After that, the Greek Islands: the ruins on Delos, which was "considered by the ancient Greeks to be the holiest of sanctuaries"; Santorini's cliff-faced crescent isle, enclosing the pure blue waters of its caldera; Hios, with Nea Moni, an 11th-century Byzantine monastery, and the mastic villages in the south, among the finest medieval towns in Greece. And I think we're going to have just enough time on Mikonos to run by "Super Paradise," a gay, nude beach with nonstop blaring pop music—and how could you conceivably go through life having passed that up? (Though some of my travel companions may harbor divergent sentiments.)
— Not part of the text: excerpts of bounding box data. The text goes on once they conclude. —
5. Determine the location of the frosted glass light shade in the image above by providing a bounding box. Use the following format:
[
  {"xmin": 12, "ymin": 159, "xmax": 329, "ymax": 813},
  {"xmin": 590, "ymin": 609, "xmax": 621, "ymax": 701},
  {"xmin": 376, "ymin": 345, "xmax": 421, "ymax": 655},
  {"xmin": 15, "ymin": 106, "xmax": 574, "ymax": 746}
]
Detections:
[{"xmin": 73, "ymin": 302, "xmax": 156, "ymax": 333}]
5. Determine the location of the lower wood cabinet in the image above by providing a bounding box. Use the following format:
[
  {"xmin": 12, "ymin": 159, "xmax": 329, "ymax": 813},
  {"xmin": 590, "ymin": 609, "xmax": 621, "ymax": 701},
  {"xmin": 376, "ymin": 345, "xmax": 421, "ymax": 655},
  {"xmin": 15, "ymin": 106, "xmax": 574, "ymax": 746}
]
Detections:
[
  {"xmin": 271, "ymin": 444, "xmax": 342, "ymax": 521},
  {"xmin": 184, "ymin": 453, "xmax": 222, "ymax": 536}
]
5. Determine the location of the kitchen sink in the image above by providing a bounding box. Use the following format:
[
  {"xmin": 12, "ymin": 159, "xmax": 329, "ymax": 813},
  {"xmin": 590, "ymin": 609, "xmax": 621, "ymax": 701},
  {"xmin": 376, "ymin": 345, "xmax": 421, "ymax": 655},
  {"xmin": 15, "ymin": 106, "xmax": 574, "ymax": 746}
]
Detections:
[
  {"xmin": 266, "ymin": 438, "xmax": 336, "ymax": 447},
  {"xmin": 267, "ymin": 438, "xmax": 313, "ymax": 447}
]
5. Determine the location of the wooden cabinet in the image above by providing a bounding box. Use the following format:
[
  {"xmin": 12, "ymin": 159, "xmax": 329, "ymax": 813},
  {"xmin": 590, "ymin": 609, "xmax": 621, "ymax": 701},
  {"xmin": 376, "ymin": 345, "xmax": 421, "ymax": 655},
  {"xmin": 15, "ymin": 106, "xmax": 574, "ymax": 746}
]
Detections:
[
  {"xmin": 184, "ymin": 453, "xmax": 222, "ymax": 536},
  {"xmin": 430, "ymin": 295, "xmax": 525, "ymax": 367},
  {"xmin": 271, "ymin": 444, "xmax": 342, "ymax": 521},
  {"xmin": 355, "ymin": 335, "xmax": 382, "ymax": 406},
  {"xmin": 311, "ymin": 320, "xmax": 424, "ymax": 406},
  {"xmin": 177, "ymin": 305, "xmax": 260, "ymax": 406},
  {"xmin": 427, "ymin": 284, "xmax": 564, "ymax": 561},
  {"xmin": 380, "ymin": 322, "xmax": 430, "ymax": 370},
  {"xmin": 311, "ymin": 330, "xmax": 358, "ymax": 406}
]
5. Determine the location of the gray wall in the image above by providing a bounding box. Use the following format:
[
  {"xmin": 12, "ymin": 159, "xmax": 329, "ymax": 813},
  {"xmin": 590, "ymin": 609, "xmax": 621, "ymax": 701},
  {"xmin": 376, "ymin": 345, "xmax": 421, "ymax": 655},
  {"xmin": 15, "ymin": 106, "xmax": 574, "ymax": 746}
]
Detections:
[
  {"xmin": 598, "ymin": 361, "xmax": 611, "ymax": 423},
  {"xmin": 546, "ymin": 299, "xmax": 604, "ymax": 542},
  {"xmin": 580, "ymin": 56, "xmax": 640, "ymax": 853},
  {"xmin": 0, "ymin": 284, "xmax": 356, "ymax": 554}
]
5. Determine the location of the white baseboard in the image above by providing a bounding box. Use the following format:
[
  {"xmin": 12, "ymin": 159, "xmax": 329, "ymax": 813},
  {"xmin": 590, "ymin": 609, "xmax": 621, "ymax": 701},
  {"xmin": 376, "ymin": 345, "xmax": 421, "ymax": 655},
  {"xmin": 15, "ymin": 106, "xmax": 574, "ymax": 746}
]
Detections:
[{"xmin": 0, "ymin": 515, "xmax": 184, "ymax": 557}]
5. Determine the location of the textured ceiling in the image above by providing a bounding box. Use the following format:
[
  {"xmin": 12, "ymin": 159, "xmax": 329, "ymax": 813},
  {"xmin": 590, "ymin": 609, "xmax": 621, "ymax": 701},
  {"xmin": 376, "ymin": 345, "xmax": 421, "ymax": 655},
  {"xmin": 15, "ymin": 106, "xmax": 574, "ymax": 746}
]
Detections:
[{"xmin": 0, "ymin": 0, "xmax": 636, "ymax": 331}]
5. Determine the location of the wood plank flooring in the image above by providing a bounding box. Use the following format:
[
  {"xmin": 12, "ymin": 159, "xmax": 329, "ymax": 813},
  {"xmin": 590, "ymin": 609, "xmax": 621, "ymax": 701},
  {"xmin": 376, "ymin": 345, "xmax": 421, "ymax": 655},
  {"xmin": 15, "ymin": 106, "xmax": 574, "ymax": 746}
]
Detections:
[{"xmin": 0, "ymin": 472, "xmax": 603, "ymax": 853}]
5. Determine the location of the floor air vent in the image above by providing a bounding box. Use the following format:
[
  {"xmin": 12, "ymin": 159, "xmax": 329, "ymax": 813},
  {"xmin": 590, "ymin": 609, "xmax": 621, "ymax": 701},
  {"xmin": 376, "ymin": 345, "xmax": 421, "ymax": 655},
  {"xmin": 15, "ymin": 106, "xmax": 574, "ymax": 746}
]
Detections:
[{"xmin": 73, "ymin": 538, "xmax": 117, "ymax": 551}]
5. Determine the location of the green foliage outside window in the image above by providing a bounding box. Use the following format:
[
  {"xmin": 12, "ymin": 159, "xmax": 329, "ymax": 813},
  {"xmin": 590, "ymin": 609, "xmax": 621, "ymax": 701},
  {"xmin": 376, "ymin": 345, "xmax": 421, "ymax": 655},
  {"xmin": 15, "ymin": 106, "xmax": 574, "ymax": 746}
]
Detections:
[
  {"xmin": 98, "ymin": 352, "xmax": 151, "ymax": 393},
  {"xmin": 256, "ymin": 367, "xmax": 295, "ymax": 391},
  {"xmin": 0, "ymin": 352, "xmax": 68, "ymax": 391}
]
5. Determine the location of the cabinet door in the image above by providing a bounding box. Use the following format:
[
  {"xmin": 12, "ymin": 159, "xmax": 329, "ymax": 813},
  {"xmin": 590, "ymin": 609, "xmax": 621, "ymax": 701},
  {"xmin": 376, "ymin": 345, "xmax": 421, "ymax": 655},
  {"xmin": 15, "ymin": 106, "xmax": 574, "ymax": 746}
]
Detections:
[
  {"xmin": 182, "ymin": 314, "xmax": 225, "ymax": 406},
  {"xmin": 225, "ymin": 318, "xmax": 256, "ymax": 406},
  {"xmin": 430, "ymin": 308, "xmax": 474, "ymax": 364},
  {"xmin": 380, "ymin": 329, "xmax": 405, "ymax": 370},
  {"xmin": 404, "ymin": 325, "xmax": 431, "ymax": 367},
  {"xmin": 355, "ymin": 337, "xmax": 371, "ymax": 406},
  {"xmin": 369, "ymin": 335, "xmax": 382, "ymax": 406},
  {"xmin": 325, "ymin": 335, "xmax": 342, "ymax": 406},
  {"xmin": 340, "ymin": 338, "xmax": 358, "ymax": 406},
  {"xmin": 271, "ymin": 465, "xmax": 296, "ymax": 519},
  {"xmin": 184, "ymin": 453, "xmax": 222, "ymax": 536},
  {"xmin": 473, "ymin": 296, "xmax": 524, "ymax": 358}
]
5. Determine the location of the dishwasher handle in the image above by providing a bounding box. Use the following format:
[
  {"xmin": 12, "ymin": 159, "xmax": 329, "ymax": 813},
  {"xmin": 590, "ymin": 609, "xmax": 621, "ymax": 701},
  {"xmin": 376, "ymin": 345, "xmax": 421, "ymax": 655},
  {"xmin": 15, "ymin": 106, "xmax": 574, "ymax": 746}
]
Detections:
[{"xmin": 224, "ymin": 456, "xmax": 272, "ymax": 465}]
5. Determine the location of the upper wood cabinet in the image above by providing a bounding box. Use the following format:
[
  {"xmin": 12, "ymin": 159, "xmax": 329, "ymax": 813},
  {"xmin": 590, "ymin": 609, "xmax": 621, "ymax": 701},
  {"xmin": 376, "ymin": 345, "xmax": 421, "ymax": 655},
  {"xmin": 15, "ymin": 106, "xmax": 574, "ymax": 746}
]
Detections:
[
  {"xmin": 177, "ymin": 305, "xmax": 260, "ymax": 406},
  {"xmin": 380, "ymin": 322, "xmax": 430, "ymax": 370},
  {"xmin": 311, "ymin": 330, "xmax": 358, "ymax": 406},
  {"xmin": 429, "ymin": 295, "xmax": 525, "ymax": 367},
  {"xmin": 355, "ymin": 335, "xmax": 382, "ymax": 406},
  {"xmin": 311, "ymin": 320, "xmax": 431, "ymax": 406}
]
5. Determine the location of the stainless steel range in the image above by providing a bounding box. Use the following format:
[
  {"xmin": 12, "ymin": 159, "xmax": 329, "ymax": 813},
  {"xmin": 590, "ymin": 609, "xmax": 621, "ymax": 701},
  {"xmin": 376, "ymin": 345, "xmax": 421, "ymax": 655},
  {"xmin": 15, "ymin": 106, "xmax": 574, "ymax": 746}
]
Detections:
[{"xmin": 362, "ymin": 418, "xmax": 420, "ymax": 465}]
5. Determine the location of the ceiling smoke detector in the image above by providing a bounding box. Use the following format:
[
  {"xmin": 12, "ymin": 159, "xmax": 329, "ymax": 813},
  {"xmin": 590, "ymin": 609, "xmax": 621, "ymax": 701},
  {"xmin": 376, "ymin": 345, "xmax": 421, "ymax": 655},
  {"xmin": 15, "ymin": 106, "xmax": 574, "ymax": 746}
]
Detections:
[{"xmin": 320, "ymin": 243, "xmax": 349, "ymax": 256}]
So, Friday night was only nominally Friday night for me—our delivery date for this NTT project I've been afflicted with is 3/15. Thus, I'm spending all weekend in a large testing lab, installing and configuring software that's a little too complex for me to really understand, plugging in new functionality that I'm also a little fuzzy on, and all of it in a language I speak very, very poorly (Japanese). Notwithstanding anticipation of all that, I spent Friday night with a big pile of guidebooks and an exacto knife. Talk about unnatural seeming—chopping up books! At any rate, I've lightened my travel library by several pounds and a good number of cubic inches.

One other thing I'm preparing for this trip: my body. The fact of the matter is, I gained over 20 pounds after starting this job (14 months ago). My problem was in two parts: I had a job that A) deeply depressed me, and B) provided me with unlimited quantities of every manner of free food. So, it was constantly like, "Hmm, should I go deal with this issue being flogged by our psychotic CEO? Or should I stay here in my cube eating chocolate-covered granola bars, burritos, and Haagen Dazs bars? Well, I guess that question pretty much answers itself." But the net result was a fully-inflated version of Fuchs. I eventually got over (mostly) my longstanding inability to resist free food, and have made several decent lunges at getting back toward my fighting weight. However, now, finally, I'm really sick of carrying around body fat, and I'm going for the gold: daily vigorous workouts, combined with a food-free diet (low in saturated foods 8^), until departure. Soon, I will have a body that I hope to find much more comfortable to be in; and I can go enjoy being in it on Greek beaches. Vain but true.

Working on NTT, btw, has once again illustrated that I have one, small foreign language center of my brain (where every word is made interoperable amongst languages). When I busted out with a few comments to someone from our Tokyo office, she was like, "You speak Japanese?" And I was like, "Un sukoshi." (Hint: the latter word is Japanese for "little," but the former is not a Japanese indefinite article; that I'm aware of).

Well, back to shoveling polyglot bits into the ole info smelting mill. Hope everyone out there is having a weekend.